There is enough of a CineChamber ‘back catalogue’ of work prepared for the space to fill out several programs. Could you describe some of the first works that were developed for the space? Additionally, I’m curious if there are any trends you’ve noted in the way that artists/musicians go about composing for the space?

For the transportable CineChamber unit we first developed works from live concerts in the downtown San Francisco facility. Artists from Europe and elsewhere would be invited for varying residency periods to develop their custom appearances and ways to repurpose older and more recent transmutations of their visual ideas across the panoramic spectrum of screening area.

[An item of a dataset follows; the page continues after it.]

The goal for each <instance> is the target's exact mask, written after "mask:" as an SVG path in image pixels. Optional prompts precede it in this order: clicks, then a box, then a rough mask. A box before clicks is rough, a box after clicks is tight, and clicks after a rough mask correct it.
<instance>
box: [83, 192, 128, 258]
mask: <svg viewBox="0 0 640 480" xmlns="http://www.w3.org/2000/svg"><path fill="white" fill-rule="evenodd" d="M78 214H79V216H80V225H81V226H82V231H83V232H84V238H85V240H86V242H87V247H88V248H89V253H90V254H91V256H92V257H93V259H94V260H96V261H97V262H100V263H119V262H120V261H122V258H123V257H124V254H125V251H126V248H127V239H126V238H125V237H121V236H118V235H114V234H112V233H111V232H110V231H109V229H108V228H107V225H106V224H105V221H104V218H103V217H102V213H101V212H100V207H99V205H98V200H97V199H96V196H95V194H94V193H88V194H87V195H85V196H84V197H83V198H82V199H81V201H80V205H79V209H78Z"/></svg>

Early RML visitors in the 2000s included Richard Devine, Daniel Menche with Zbigniew Karkowski, Thomas Brinkmann, Florian Hecker and Maryanne Amacher, all of whom did audio surround live performance residency stints and were utilizing behaviour, gravity and space mappings for various versions of RML’s extended musical system.

For a pivotal example of an early RML module process and outline of a Maryanne Amacher piece, entitled Plaything, started in the nineties. Here is a description:

Over a period of several residencies Maryanne Amacher had been working on a 12 channel composition for the Recombinant Media Labs audio visual surround environment now known as the CineChamber in San Francisco. For Maryanne the double array of 2 X 6 channel speaker placement that was in the RML compound represented a more prevailing style of configuration found in many 5.1 or higher rectangular studios and auditoriums. As her ideas of structure borne sound & speaker locations placed the audio frequency emitter sources in architecturally exotic destinations in the rooms and passageways of buildings during a large majority of her performances, the conventionally located surround reference monitor PA at RML was truly an unusual setting atypical of her preferred real time concert diffusion geographies. This is one of several occurrences where Amacher utilized a rather customary X-Y-Z corners and wall loudspeaker configuration to realize and listen to the progress of the piece intended for this type of “AIRBORNE” style playback in venues where RML would install slight channel count variations on provided audio and image arrays in festivals and theatre spaces.